Since I have lived in the Nashville, TN area on and off for most of my life, I am familiar with many of the fabulous lyrics of country songs. John Anderson’s song, “I’ve Got it Made” included the lyrics,
I’ve got a few good friends,
And my bills are paid,
I’ve got the moon and stars above,
Yeah, I’ve got it made.
What about you? What would it take for you to feel like you had it made? Online searches reveal most impressions of the phrase “to have it made” relate to financial success. The lyrics do mention that the bills are paid, but I think the songwriter, Max D. Barnes, was considering a lot more than financial issues when he said the man had it made!
So again, what would it take for you to have it made, both financially and otherwise?
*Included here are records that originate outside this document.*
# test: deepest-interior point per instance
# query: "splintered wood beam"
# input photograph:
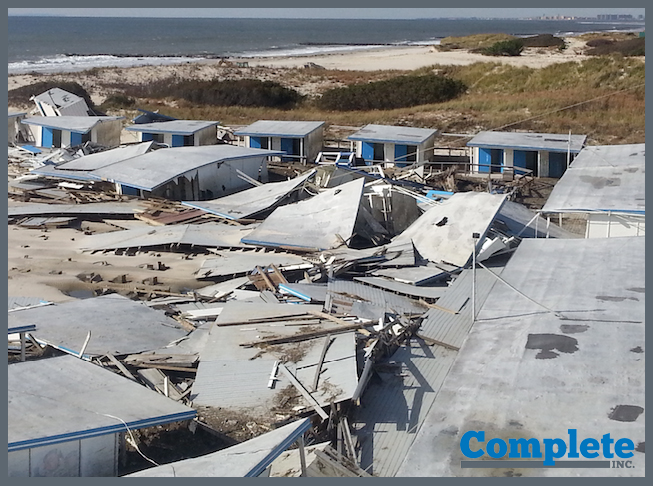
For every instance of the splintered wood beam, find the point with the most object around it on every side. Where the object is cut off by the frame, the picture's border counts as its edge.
(307, 395)
(120, 366)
For many of us, peace of mind is an attribute of having it made. How much interrelationship is there between financial matters and peace of mind?
For most of us, there is quite a bit of overlap between financial matters and peace of mind.
Rather than speaking to the 50+ year-olds, first, I would like to address those in their 20’s and 30’s. What do you need to do to in your younger years to make sure you are reasonably assured you can retire with confidence?
I believe owning your own home outright should be near the top of your list. That was a normal expectation of financial success decades ago, but somehow, we have become a bit complacent about this goal. Banks encourage us to take home equity lines of credit to spend on things we want now, thereby putting home ownership on the back burner. I have a different point of view. I believe your mortgage needs to retire before you do.
For most individuals, the housing budget line item occupies 20-30% of take-home spending. What better way to enter your retirement years than by being able to reduce your spending by the amount you have been paying for principal and interest on your home?
For those in your 40’s and older, consider what steps you need to take to retire all of the debt on your home before you retire. The peace of mind of owning your own home is one that was valued by our parents and grandparents. It is a goal worth pursuing again. If you purchase a new home in your 40's or 50's, consider financing your home for 15 years rather than 30 so that you retire your mortgage debt before you retire.
In my case, and possibly yours, owning your home outright can position you to leave a financial legacy and increase the odds that you have the resources you need in retirement. It will bring you peace of mind and can position you one step closer to "having it made".
What about you? Are you strategically positioning yourself to own your home in retirement? Do you think it is a worthy goal? Why or why not?